Lipomyelomeningocele is a relatively rare congenital spinal cord malformation characterized by a fatty mass attached to the spinal cord. It is estimated to occur in approximately 1 in every 4,000 live births. This condition is more commonly found in females than males. Lipomyelomeningocele is often associated with other spinal abnormalities and can lead to various neurological complications. Early diagnosis and appropriate medical intervention are crucial for managing this condition and preventing potential complications.
Lipomyelomeningocele is a relatively rare congenital spinal cord malformation characterized by the presence of a fatty mass or lipoma attached to the spinal cord. It is considered a type of spina bifida, a neural tube defect that occurs during fetal development. The exact prevalence of lipomyelomeningocele is not well-established, but it is estimated to occur in approximately 1 to 3 per 10,000 live births.
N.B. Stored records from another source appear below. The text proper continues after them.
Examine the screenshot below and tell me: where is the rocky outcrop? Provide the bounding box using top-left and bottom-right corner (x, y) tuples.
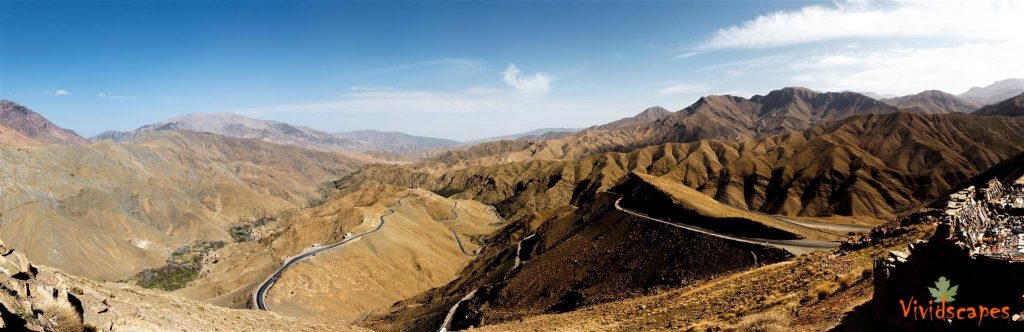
(0, 240), (87, 331)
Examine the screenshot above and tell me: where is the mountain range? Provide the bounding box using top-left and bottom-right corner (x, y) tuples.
(94, 112), (462, 153)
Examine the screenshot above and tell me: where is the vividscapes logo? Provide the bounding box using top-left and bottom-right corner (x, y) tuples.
(899, 276), (1011, 326)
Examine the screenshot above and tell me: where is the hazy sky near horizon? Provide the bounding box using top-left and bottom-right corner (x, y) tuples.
(2, 0), (1023, 141)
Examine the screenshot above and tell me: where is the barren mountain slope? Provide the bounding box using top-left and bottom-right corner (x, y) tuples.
(881, 90), (979, 114)
(0, 100), (87, 145)
(364, 187), (792, 331)
(0, 123), (43, 146)
(0, 130), (372, 280)
(179, 182), (502, 323)
(973, 92), (1024, 117)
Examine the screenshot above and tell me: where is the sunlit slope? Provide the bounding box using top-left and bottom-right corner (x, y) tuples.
(0, 130), (371, 280)
(179, 183), (501, 323)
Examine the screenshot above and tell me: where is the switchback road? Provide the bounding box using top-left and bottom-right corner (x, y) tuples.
(253, 198), (404, 311)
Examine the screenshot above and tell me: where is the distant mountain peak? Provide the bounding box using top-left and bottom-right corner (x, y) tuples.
(635, 106), (670, 119)
(959, 78), (1024, 106)
(881, 90), (979, 114)
(593, 105), (673, 130)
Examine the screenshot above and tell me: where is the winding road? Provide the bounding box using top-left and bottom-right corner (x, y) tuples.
(252, 198), (404, 311)
(451, 231), (486, 256)
(614, 197), (838, 255)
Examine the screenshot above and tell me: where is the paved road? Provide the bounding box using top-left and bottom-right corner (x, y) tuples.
(438, 288), (479, 332)
(783, 218), (873, 234)
(438, 201), (459, 222)
(614, 197), (838, 255)
(439, 232), (532, 332)
(451, 231), (484, 256)
(252, 198), (403, 311)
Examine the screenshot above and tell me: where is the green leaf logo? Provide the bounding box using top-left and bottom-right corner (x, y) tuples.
(928, 276), (958, 303)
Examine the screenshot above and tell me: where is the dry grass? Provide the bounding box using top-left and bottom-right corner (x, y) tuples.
(730, 310), (790, 332)
(813, 281), (839, 300)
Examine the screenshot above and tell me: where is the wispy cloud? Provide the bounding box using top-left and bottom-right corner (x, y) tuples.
(97, 92), (136, 99)
(502, 64), (552, 97)
(657, 84), (706, 96)
(694, 0), (1024, 51)
(54, 89), (70, 96)
(370, 58), (486, 77)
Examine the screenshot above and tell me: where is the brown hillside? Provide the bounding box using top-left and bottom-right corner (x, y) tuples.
(180, 182), (502, 324)
(0, 130), (373, 280)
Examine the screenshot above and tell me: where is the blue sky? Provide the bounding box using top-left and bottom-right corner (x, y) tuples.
(2, 1), (1022, 141)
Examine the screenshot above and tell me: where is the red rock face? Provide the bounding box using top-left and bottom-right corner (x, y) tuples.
(0, 100), (87, 145)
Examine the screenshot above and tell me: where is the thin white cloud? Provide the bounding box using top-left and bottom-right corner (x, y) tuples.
(503, 64), (552, 97)
(370, 58), (486, 77)
(54, 89), (70, 96)
(695, 0), (1024, 51)
(348, 86), (393, 92)
(97, 92), (136, 99)
(657, 84), (706, 96)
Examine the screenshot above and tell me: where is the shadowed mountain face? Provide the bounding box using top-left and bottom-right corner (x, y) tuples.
(959, 78), (1024, 106)
(881, 90), (979, 114)
(364, 189), (790, 331)
(973, 92), (1024, 117)
(94, 112), (462, 153)
(0, 100), (87, 145)
(653, 87), (901, 143)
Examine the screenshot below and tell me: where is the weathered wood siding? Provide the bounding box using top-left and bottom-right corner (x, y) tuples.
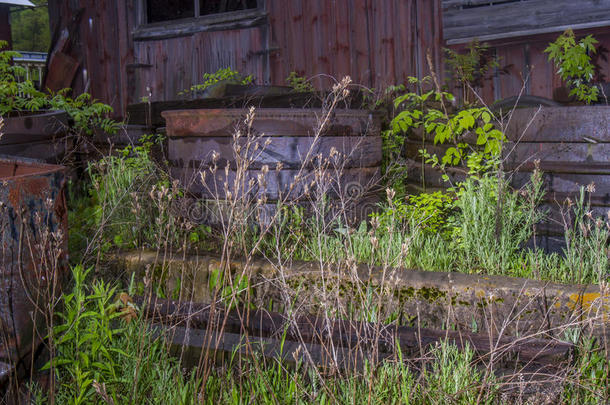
(47, 0), (443, 118)
(266, 0), (443, 90)
(444, 0), (610, 45)
(448, 28), (610, 102)
(47, 0), (135, 117)
(443, 0), (610, 102)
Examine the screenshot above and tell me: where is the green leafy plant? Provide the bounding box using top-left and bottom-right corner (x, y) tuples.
(561, 338), (610, 404)
(47, 89), (120, 136)
(42, 265), (203, 404)
(385, 76), (505, 194)
(179, 67), (253, 96)
(452, 169), (546, 274)
(545, 29), (599, 104)
(0, 41), (47, 114)
(0, 41), (119, 135)
(445, 40), (499, 105)
(285, 71), (314, 93)
(44, 265), (127, 404)
(208, 266), (252, 310)
(371, 191), (456, 237)
(69, 134), (173, 264)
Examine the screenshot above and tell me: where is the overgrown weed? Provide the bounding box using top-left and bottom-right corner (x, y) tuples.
(17, 73), (610, 404)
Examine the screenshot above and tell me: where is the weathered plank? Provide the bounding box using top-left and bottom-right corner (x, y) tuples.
(162, 108), (381, 138)
(443, 0), (521, 10)
(154, 325), (374, 371)
(172, 166), (382, 200)
(169, 135), (382, 170)
(137, 296), (575, 364)
(505, 106), (610, 143)
(444, 0), (610, 43)
(126, 92), (371, 127)
(405, 140), (610, 165)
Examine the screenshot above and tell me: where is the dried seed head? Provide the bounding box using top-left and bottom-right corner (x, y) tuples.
(370, 215), (380, 230)
(370, 236), (379, 249)
(386, 188), (396, 202)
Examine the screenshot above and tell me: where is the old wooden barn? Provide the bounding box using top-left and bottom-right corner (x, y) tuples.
(43, 0), (610, 118)
(39, 0), (610, 252)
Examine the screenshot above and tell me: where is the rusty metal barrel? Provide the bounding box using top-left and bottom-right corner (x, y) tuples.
(162, 108), (382, 224)
(0, 110), (70, 164)
(0, 158), (67, 382)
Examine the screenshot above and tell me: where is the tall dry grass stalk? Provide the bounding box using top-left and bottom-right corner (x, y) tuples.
(25, 70), (609, 403)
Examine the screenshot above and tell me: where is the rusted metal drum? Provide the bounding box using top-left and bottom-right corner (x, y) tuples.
(162, 108), (382, 224)
(0, 158), (67, 382)
(0, 110), (71, 164)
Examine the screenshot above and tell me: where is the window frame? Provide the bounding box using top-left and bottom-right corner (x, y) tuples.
(134, 0), (266, 41)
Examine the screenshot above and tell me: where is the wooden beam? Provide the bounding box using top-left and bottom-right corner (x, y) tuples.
(443, 0), (610, 43)
(136, 296), (575, 365)
(133, 9), (268, 41)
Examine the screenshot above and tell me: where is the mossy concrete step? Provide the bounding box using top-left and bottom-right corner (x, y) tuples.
(113, 250), (609, 340)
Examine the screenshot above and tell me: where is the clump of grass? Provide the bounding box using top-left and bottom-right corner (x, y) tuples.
(37, 265), (202, 404)
(47, 73), (610, 405)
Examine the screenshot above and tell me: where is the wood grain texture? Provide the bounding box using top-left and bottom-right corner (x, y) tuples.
(48, 0), (443, 118)
(169, 135), (382, 169)
(172, 166), (382, 200)
(162, 108), (381, 138)
(505, 106), (610, 143)
(444, 0), (610, 42)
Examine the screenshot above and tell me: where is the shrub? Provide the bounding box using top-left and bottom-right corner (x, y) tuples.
(545, 29), (599, 104)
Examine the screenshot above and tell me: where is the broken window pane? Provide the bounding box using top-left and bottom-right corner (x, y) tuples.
(147, 0), (195, 23)
(199, 0), (258, 16)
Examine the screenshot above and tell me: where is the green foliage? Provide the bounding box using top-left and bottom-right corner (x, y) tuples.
(0, 41), (46, 114)
(561, 186), (609, 284)
(384, 77), (505, 195)
(208, 266), (253, 310)
(9, 0), (50, 52)
(452, 171), (545, 274)
(0, 42), (119, 134)
(372, 191), (456, 236)
(202, 340), (500, 404)
(45, 265), (127, 404)
(285, 71), (315, 93)
(445, 40), (498, 105)
(179, 67), (253, 96)
(69, 134), (164, 262)
(393, 87), (504, 168)
(423, 340), (496, 404)
(47, 89), (120, 135)
(87, 135), (168, 249)
(44, 265), (202, 404)
(545, 29), (599, 104)
(561, 338), (610, 404)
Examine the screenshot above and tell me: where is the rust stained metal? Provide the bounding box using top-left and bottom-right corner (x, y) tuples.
(0, 158), (67, 381)
(162, 108), (382, 138)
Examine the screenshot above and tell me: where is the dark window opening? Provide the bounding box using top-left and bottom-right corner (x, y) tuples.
(146, 0), (258, 24)
(200, 0), (258, 16)
(147, 0), (195, 23)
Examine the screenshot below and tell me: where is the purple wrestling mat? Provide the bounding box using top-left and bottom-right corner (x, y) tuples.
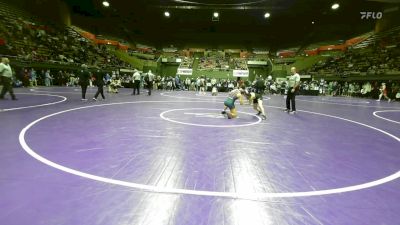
(0, 87), (399, 225)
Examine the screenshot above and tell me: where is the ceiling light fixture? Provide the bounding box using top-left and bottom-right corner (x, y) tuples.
(213, 12), (219, 18)
(164, 11), (170, 17)
(102, 1), (110, 7)
(264, 12), (270, 18)
(331, 3), (339, 10)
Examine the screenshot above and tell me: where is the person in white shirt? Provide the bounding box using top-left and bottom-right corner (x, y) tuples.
(361, 82), (372, 97)
(185, 77), (191, 90)
(285, 67), (300, 113)
(132, 69), (141, 95)
(109, 76), (122, 93)
(211, 78), (217, 87)
(0, 58), (17, 100)
(44, 70), (52, 87)
(30, 68), (37, 87)
(199, 76), (206, 95)
(145, 70), (155, 96)
(395, 90), (400, 102)
(211, 85), (218, 96)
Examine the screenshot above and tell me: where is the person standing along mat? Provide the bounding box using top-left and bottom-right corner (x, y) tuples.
(93, 69), (105, 101)
(376, 82), (391, 102)
(132, 69), (141, 95)
(0, 58), (17, 100)
(285, 67), (300, 114)
(145, 70), (155, 96)
(78, 64), (90, 101)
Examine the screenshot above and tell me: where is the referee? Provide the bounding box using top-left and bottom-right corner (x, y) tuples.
(146, 70), (155, 96)
(285, 67), (300, 114)
(132, 69), (141, 95)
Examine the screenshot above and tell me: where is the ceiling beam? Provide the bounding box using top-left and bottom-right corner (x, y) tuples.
(367, 0), (400, 3)
(152, 5), (281, 10)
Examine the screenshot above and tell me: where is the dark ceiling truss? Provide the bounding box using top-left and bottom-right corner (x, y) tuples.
(172, 0), (269, 6)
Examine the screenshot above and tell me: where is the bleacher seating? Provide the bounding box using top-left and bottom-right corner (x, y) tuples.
(233, 58), (248, 70)
(305, 26), (400, 77)
(178, 57), (194, 69)
(352, 27), (400, 49)
(198, 57), (229, 71)
(0, 2), (130, 69)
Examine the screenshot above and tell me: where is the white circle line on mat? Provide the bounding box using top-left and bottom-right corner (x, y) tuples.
(160, 108), (262, 127)
(19, 100), (400, 200)
(1, 93), (67, 112)
(373, 110), (400, 125)
(297, 98), (400, 109)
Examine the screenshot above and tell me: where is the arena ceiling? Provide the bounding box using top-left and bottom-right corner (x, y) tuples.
(50, 1), (399, 49)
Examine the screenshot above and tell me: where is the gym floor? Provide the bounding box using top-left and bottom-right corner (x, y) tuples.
(1, 87), (399, 225)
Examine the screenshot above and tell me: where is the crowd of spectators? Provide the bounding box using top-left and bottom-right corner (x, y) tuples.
(233, 58), (248, 70)
(198, 57), (229, 71)
(178, 57), (194, 69)
(0, 13), (130, 69)
(7, 63), (399, 102)
(306, 47), (400, 76)
(262, 77), (399, 101)
(9, 67), (91, 87)
(305, 27), (400, 77)
(103, 74), (244, 93)
(246, 55), (269, 61)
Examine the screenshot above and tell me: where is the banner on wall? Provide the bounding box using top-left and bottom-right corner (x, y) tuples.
(247, 61), (268, 65)
(253, 49), (269, 55)
(286, 75), (312, 79)
(177, 68), (193, 75)
(163, 47), (177, 53)
(120, 69), (136, 73)
(300, 75), (312, 79)
(233, 70), (249, 77)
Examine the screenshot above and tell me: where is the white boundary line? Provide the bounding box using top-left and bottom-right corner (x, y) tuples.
(162, 92), (398, 109)
(19, 100), (400, 200)
(319, 97), (370, 104)
(160, 92), (204, 100)
(30, 88), (96, 94)
(194, 93), (272, 101)
(296, 98), (400, 109)
(0, 93), (67, 112)
(234, 139), (274, 145)
(161, 92), (271, 101)
(160, 108), (262, 128)
(373, 110), (400, 125)
(195, 93), (226, 98)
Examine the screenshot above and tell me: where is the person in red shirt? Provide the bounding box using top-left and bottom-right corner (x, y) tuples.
(376, 83), (391, 102)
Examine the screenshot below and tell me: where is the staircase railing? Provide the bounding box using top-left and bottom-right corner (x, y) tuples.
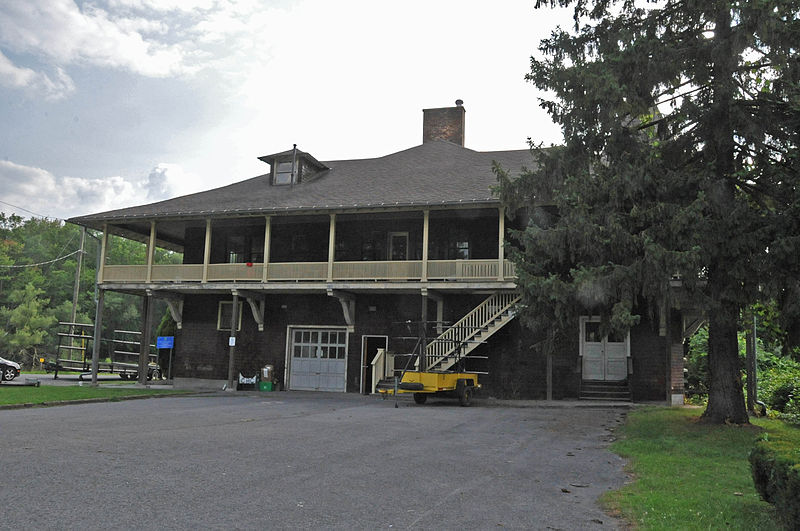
(423, 291), (520, 370)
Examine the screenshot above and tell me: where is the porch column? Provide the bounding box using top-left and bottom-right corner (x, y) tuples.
(138, 291), (154, 385)
(226, 292), (240, 390)
(497, 207), (505, 281)
(327, 213), (336, 282)
(145, 220), (156, 283)
(261, 216), (272, 283)
(202, 218), (212, 283)
(422, 209), (430, 281)
(98, 224), (108, 283)
(420, 291), (429, 371)
(90, 288), (104, 386)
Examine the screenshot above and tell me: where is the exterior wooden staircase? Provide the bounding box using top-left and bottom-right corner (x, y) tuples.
(421, 291), (521, 372)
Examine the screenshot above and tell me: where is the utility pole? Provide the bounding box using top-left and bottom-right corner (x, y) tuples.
(70, 226), (86, 326)
(66, 226), (87, 360)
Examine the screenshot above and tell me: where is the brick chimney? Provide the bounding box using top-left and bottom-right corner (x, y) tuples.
(422, 99), (465, 146)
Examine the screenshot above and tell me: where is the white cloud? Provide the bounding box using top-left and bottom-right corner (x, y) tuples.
(0, 0), (199, 89)
(0, 50), (75, 100)
(0, 160), (191, 219)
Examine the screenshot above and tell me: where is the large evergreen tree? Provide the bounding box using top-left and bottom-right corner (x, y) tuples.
(496, 0), (799, 423)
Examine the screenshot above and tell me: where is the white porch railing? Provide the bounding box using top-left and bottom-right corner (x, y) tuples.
(101, 260), (517, 283)
(332, 261), (423, 280)
(103, 265), (147, 282)
(207, 263), (264, 281)
(152, 264), (203, 282)
(267, 262), (328, 280)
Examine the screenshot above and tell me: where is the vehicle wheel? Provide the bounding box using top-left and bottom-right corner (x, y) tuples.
(2, 366), (16, 381)
(150, 369), (161, 380)
(458, 386), (473, 407)
(413, 393), (428, 404)
(119, 373), (128, 380)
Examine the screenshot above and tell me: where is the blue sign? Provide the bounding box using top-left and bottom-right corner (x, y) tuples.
(157, 336), (174, 349)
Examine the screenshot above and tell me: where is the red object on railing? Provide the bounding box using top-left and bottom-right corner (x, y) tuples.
(246, 262), (253, 267)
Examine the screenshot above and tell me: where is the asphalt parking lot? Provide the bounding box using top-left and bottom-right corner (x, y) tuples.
(0, 392), (629, 530)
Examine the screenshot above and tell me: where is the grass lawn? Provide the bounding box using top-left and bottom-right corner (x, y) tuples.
(0, 385), (188, 406)
(603, 406), (798, 530)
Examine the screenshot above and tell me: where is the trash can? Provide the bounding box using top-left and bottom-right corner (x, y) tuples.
(261, 365), (274, 381)
(259, 381), (274, 392)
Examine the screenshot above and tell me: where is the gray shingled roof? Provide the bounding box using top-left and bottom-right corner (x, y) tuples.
(68, 140), (534, 226)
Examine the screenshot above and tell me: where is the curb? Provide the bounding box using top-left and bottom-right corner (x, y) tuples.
(0, 390), (207, 411)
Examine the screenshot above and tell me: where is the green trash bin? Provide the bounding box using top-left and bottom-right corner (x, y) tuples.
(259, 381), (274, 392)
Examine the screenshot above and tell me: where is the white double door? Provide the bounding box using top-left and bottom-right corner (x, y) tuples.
(580, 318), (629, 381)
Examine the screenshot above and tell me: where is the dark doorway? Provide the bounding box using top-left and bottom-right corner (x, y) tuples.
(361, 335), (388, 394)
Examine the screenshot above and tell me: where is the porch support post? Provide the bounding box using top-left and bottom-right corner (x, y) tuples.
(227, 292), (240, 390)
(90, 288), (105, 386)
(202, 218), (212, 283)
(98, 224), (108, 283)
(422, 209), (430, 281)
(497, 207), (505, 281)
(138, 291), (154, 385)
(261, 216), (271, 283)
(420, 290), (429, 371)
(327, 214), (336, 282)
(145, 220), (156, 283)
(426, 290), (444, 336)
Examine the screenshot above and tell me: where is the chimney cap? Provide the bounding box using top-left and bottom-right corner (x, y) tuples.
(455, 99), (464, 106)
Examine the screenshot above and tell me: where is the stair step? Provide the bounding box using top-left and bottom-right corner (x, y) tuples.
(578, 395), (632, 401)
(580, 380), (631, 401)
Although lipomyelomeningocele is relatively uncommon, it is important to note that it can cause significant neurological complications if left untreated. The condition often leads to tethered spinal cord syndrome, where the spinal cord is abnormally stretched and fixed in place, potentially resulting in various symptoms such as lower limb weakness, bladder and bowel dysfunction, and orthopedic abnormalities.
Early diagnosis and appropriate surgical intervention are crucial in managing lipomyelomeningocele to prevent further neurological deterioration and improve long-term outcomes. Regular follow-up and multidisciplinary care are typically recommended to address any associated complications and provide necessary support for affected individuals.